Rating: Not Rated
Stars: Chris Galust, Laura Benanti, Dylan McTee, Mariel Molino, Germain Arroyo, Brendan Sexton III, Manny Dunn, Charlotte Stickles, Sam Duncan, Michael Boatman
Writer: Tyler Chipman, story by Tyler Chipman & David Purdy
Director: Tyler Chipman
Distributor: Level 33 Entertainment/Kino
Release Date: September 20, 2024
THE SHADE works well for most of its length as a portrait of family trauma, especially as experienced by twenty-year-old Ryan Beckman. Directed by Tyler Chipman from his screenplay from a story cowritten with David Purdy, THE SHADE also has good moments of sufficient creepiness. But it falls apart at the end.
We begin with what we learn is a dream sequence, in which Ryan, as a little boy, accompanies his father Randall to a cemetery. Randall sets fire to his own headstone and shoots himself as little Ryan watches. Then four dark-robed figures step out of the shadows, and one of them approaches the boy.
Ryan, age twenty (Chris Galust), wakes up from this nightmare. He and little brother James (Sam Duncan) live with their widowed mom Renee (Laura Benanti). Ryan works two jobs – at a tattoo parlor, where he’s an aspiring artist, and at a diner, where he’s generally annoyed – in addition to going to college, and nurse Renee pulls double shifts at the hospital, but they still seem to be in relatively comfortable suburbia.
Still, Ryan is in therapy with Dr. Huston (Michael Boatman) and at least supposed to be on medication. Ryan’s loving girlfriend Alex (Mariel Molino) wishes he’d open up to her more.
Ryan is thrown when he finds out that older brother Jason (Dylan McTee) is abruptly coming home from college. Jason hasn’t communicated much with his family for months, and is notably closed off when he arrives – the exception is his warmth with little brother James.
Jason’s behavior is erratic, to say the least. Ryan is terrified when he begins to see what looks like a malevolent naked woman, first in Jason’s room, then throughout the house. The robed figures from the nightmare also appear on occasion.

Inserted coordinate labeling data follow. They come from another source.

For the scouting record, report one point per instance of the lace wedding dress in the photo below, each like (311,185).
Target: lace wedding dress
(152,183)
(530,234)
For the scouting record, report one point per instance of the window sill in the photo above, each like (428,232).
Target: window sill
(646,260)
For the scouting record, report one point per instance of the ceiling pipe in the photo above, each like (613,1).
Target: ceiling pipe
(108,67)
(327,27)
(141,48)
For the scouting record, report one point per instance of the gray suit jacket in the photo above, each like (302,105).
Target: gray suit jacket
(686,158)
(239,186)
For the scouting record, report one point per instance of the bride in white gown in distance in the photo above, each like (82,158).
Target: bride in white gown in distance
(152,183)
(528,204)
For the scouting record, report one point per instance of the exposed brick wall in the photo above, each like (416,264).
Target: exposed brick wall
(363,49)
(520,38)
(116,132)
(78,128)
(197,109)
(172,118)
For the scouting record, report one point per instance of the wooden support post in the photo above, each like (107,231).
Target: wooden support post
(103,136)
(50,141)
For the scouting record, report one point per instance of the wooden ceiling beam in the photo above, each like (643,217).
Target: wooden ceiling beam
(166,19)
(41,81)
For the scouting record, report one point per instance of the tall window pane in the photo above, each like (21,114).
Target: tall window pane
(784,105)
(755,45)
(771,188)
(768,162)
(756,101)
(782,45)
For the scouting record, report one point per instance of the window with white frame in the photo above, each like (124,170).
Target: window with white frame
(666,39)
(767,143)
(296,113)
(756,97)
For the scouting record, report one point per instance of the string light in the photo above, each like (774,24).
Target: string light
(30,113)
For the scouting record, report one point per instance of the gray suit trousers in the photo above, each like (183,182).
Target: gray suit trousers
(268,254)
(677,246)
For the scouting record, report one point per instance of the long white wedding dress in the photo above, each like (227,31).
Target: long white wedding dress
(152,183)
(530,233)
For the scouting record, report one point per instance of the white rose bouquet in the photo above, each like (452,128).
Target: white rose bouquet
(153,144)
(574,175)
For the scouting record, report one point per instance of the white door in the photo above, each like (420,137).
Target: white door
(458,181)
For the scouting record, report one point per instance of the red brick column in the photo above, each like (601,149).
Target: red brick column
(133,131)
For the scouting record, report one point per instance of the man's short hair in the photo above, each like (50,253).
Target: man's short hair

What the hell is going on here?
Filmmaker Chipman and lead actor Galust both prove adept and insightful at depicting sibling love and resentment. We see a multitude of nuances in Ryan’s feelings about Jason. He adores his older brother, is concerned about him, is furious with him for not speaking up – even though Ryan is similarly prickly toward anyone who wants him to talk. Everyone, except perhaps Sam, feels guilty and defensive and blames people around them for perceived judgment. Add supernatural menace to this, and no wonder the Beckman boys are on edge.
McTee gives authenticity to Jason’s bottled-up anguish, and Duncan has an easy, persuasive way with all of his older costars.
While two hours and seven minutes is a longer than usual running time for a low-budget horror drama, this is not necessarily problematic. The steady human interactions of Ryan with family, friends, coworkers and customers all have a verisimilitude that keep us engaged.
But the filmmakers seem oddly averse to mythology. A college course speech about narrative by no means gets them off the hook. THE SHADE is neither trippy nor scary enough to get out of at least hinting at why this particular shade is terrorizing these specific people.
Worse, although being spoilery is wrong, a word of warning to potential viewers seems warranted here. THE SHADE does not so much end as it just stops. This stoppage is not in the style of, THE SOPRANOS, where what’s likely to happen has been foreshadowed. Rather, it seems that the filmmakers (partly because, as mentioned, they haven’t set up the mythology) don’t know what ought to come next. Rather than puzzle it out, they just have the surviving characters agree to a plan that we don’t hear, and that’s it.
Enigma and ambiguity definitely have their place in horror cinema, but when these are dropped on us at the climax of a mostly naturalistic piece that runs over two hours, it doesn’t make for a satisfying viewing experience.